By Bianca Ortiz-Miskimen
Last year, a widely cited research paper on racial bias in policing caught the attention of Jonathan Mummolo, an assistant professor of politics and public affairs, and his collaborator, computational social scientist Dean Knox. The study, which made national headlines and was cited in congressional testimony, claimed to ﬁnd no evidence of anti-Black or anti-Hispanic disparities across fatal police shootings. The study concluded that, “White officers are not more likely to shoot minority civilians than nonwhite officers.”
Although the study was peer-reviewed and published in a respected journal, Mummolo and Knox immediately noticed a ﬂaw in the authors’ logic. The authors of the original study tallied only fatal shootings, not all encounters, and they implicitly assumed that white and nonwhite ofﬁcers encounter minority civilians in equal numbers. When police ofﬁcers involved in fatal shootings were nonwhite, the study found that the person fatally shot was more likely to be nonwhite.
Yet, without accounting for the races of the ofﬁcers and civilians in all encounters, whether fatal or not, Mummolo and Knox said, it is impossible to determine the role that race played in ofﬁcer shootings. If white officers have few encounters with minority civilians, a small number of fatal minority shootings might translate to a large proportion of the total encounters with minorities.
To understand why, consider this thought experiment:
Imagine a white officer encounters 90 white civilians and 10 Black civilians, while a Black officer encounters 90 Black civilians and 10 white civilians, both under identical circumstances.
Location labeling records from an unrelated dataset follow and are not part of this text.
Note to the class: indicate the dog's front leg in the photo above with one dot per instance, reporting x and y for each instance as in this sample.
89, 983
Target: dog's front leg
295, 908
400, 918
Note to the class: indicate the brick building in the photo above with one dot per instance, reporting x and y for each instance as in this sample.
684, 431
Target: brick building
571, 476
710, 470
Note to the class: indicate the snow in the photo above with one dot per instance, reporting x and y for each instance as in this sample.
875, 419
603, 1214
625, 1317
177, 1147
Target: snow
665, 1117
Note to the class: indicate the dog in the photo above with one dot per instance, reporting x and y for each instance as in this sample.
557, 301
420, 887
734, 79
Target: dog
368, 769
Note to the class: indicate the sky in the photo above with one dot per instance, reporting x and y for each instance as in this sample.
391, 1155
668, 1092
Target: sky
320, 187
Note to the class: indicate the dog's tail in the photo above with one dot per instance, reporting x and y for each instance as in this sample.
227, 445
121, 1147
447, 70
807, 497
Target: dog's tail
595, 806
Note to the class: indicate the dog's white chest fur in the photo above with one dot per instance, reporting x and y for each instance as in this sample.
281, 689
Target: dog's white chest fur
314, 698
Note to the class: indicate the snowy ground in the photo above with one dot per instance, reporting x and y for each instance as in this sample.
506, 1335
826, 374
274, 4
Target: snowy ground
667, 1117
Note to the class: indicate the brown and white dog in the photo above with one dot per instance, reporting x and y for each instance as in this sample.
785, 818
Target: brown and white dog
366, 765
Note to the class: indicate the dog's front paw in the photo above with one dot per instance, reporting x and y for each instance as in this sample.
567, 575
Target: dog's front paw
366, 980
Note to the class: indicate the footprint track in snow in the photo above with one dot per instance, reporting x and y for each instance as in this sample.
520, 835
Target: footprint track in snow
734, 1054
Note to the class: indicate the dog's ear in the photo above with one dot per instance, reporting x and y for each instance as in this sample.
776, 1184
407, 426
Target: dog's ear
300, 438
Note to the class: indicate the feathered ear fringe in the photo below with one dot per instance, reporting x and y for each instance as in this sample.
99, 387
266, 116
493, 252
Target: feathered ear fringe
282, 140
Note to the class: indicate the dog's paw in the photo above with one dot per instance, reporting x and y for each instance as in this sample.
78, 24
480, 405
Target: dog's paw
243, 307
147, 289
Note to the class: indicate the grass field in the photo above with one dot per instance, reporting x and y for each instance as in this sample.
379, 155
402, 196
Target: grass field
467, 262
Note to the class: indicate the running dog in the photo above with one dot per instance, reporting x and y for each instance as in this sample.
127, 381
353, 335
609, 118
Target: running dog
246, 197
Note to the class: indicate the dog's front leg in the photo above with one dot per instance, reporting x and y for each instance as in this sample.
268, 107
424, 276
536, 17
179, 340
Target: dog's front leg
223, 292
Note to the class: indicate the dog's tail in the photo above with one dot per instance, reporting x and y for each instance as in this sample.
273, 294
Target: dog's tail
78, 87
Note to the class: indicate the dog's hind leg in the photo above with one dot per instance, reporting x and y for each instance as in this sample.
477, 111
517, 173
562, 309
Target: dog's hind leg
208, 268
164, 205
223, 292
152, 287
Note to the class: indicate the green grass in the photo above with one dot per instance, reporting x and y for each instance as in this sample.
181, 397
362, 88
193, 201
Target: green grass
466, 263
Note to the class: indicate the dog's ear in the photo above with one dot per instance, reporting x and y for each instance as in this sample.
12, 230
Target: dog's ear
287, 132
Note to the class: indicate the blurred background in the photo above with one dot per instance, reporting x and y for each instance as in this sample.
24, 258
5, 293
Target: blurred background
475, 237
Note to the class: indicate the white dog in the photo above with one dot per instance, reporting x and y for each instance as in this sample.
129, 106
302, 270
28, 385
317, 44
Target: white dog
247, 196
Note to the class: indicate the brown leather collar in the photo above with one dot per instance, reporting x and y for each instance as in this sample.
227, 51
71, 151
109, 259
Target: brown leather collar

If both officers shot ﬁve Black and nine white civilians, the results would —according to the reasoning of the original study — appear to show no racial bias.
However, once encounter rates are taken into account, one would see that the white officer shot 50% of the Black civilians he or she saw while the Black officer shot 5.6%. Failing to incorporate information on encounter rates could mask racial bias.
“Data on fatal shootings alone cannot tell us which officers are more likely to pull the trigger,” Mummolo said, “let alone account for all relevant differences between incidents to allow us to isolate the role of race.”
Studies on police racism are difﬁcult to conduct and often controversial. One of the challenges is how to isolate race to see if, in cases where all else is held equal, ofﬁcers treat civilians of one race different from civilians of another.
Mummolo’s work aims to improve how we measure and understand the potential for racial bias in policing. The ability to amass credible evidence on the relationship between race and ofﬁcer behavior, Mummolo said, has been hindered by two issues — methodological errors and a lack of reliable data.
Much of the existing literature on policing uses ﬂawed statistical reasoning and inadequate or biased data, Mummolo said. To rectify this issue, he and his co-authors propose statistical methods that more faithfully evaluate police behavior and call on law enforcement agencies to keep detailed records of civilian encounters. His hope is that improved accuracy and transparency of police data will encourage policymakers, ofﬁcers and civilians to work together to develop a fairer law enforcement system for the nation.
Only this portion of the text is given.